We read one warning label and immediately believe we understand the entire machine – not realizing we are talking about something as little as a nuclear bomb. Half a manual, full confidence – like a seven-year-old insisting the dog ate the homework.
But here is the twist: Most growth and real knowledge flourish in that empty space. We just forgot how to stay there without completely freaking out.
“The light is green.”
Sitting in a car, this single sentence can start World War III.
Person A means: green means go.
Person B hears: a ninja assassination: you are incompetent, you are embarrassing me.
Person C hears: I am being managed, you don’t trust me with basic adult tasks.
Three Oscar-worthy performances and the Morse code for: I love you less since the last seven seconds.
It is like watching two YouTube videos about construction and then saying, “Oh, that looks easy. Let’s just move that wall.”
Neglecting that some walls might be load-bearing, but doing it anyway for the sake of flexibility, is a funny-to-watch attempt. Wanting a building without learning how to do it does not make you a visionary. It makes you homeless.
And this is where Wong quietly enters the scene again.
Wong does not panic.
She does not judge.
She does not invent a story.
She sees something unfamiliar and does the most intelligent thing a human can do.
She asks a simple question to open space for actual knowledge.
No fake confidence.
No TED Talks.
That, my friend, is real intelligence.
A masterclass in brain-zen.
Most people, on the other hand, are experts at pretending and punishing those who dare to say “I don’t know”. We correct. We lecture.

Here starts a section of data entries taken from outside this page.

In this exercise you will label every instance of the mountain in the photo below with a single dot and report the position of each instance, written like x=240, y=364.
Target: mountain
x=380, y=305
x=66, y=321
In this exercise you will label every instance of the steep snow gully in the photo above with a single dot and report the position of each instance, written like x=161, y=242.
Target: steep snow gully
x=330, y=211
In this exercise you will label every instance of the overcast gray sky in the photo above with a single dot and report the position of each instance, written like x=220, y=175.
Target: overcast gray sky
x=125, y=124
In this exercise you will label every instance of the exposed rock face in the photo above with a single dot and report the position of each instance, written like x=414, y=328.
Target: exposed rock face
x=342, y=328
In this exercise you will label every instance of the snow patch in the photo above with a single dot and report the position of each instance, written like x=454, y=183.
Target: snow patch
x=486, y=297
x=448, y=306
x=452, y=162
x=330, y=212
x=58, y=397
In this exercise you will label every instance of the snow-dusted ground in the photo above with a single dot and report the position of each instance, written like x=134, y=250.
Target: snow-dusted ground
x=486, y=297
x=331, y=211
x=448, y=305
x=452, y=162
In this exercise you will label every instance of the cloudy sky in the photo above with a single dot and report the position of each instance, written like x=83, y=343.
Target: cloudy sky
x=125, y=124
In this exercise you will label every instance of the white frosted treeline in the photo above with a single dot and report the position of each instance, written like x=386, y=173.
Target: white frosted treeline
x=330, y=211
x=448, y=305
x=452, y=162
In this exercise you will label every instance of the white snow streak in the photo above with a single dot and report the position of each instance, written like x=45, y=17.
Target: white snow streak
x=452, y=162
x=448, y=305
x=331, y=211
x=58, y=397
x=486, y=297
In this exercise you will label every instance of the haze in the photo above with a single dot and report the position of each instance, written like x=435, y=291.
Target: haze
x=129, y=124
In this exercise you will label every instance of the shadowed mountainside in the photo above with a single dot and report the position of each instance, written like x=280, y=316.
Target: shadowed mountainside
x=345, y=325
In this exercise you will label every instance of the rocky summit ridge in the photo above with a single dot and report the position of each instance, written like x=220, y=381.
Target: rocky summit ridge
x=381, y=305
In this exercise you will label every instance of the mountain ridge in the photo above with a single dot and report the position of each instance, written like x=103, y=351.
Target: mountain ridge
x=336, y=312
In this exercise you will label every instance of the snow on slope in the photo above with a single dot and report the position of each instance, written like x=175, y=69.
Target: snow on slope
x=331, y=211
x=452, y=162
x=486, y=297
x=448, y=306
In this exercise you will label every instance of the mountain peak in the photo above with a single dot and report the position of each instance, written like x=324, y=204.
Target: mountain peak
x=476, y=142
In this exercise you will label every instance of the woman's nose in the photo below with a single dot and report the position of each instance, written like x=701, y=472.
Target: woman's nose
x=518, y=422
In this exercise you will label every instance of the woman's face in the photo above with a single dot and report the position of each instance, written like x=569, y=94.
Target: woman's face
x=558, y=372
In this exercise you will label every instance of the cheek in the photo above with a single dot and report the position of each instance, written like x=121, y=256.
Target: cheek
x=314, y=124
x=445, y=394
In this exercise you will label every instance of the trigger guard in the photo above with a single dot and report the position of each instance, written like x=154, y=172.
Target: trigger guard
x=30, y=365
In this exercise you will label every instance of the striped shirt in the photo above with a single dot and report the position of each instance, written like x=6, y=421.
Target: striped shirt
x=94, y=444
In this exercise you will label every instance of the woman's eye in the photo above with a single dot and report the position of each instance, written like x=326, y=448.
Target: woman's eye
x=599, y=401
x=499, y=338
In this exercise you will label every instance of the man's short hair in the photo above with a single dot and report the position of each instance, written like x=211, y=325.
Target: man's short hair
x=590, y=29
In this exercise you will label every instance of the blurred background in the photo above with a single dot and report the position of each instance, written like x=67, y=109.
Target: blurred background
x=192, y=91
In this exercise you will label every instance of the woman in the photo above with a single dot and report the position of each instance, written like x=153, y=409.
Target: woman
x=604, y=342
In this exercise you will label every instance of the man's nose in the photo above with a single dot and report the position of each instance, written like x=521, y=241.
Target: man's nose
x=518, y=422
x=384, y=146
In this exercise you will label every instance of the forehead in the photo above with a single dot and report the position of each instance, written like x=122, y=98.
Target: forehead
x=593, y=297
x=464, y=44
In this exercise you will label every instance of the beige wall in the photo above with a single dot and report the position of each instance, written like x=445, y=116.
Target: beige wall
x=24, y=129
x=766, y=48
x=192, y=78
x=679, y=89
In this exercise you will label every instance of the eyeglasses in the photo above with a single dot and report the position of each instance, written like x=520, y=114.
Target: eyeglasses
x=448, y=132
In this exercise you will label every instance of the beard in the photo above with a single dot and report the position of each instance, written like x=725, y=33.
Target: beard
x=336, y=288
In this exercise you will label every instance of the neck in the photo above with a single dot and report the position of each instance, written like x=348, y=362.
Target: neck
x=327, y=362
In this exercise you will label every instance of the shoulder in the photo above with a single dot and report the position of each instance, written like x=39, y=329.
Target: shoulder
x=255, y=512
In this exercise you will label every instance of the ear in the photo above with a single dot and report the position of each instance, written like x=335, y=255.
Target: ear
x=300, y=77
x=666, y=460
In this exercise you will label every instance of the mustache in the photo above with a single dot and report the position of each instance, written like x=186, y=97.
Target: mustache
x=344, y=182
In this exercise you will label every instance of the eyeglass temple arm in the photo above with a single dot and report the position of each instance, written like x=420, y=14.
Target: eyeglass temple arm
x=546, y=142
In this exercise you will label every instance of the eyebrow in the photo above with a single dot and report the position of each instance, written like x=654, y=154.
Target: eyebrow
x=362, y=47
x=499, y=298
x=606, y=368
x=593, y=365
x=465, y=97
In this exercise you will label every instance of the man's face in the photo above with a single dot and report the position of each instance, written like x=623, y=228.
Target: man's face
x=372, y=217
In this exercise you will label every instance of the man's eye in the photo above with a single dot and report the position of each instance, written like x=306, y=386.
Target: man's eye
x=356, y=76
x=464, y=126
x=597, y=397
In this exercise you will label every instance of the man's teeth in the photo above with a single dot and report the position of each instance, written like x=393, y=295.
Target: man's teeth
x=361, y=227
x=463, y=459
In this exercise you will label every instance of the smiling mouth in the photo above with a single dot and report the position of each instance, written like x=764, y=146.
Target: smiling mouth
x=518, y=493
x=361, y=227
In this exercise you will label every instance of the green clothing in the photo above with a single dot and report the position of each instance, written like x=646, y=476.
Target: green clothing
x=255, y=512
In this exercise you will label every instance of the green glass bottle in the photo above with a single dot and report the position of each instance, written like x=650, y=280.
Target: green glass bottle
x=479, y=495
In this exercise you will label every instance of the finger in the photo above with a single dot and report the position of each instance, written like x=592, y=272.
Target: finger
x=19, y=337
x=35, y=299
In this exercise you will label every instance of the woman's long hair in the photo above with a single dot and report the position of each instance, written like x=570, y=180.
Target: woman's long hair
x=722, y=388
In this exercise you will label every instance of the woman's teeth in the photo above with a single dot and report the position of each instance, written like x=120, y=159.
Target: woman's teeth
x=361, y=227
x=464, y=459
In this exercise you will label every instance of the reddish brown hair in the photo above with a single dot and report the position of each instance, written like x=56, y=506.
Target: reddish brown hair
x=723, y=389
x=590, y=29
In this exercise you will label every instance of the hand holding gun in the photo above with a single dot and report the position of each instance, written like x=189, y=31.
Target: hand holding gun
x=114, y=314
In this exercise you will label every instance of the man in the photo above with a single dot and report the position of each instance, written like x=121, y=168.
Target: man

We expect children to ask questions.
We admire scientists for admitting unexplored fields or failed experiments.
We praise experts for revising their models for better results.
Yet in daily life – in conversations, relationships, meetings – it suddenly sounds like incompetence.
So we nod at the boss, who is clearly freestyle-presenting his way through three half-remembered bullet points, performing mental gymnastics like Simone Biles in Olympic preparation, and we call it credible leadership.
Strength comes from knowing what you do not know. Certainty starts with asking the right questions, such as:
“Am I really reacting to the facts right now?”
And sometimes, with something as simple as wondering:
“Where does the dog poop actually go?”
Note: Yes, that’s a real question on Google. Look it up and have fun.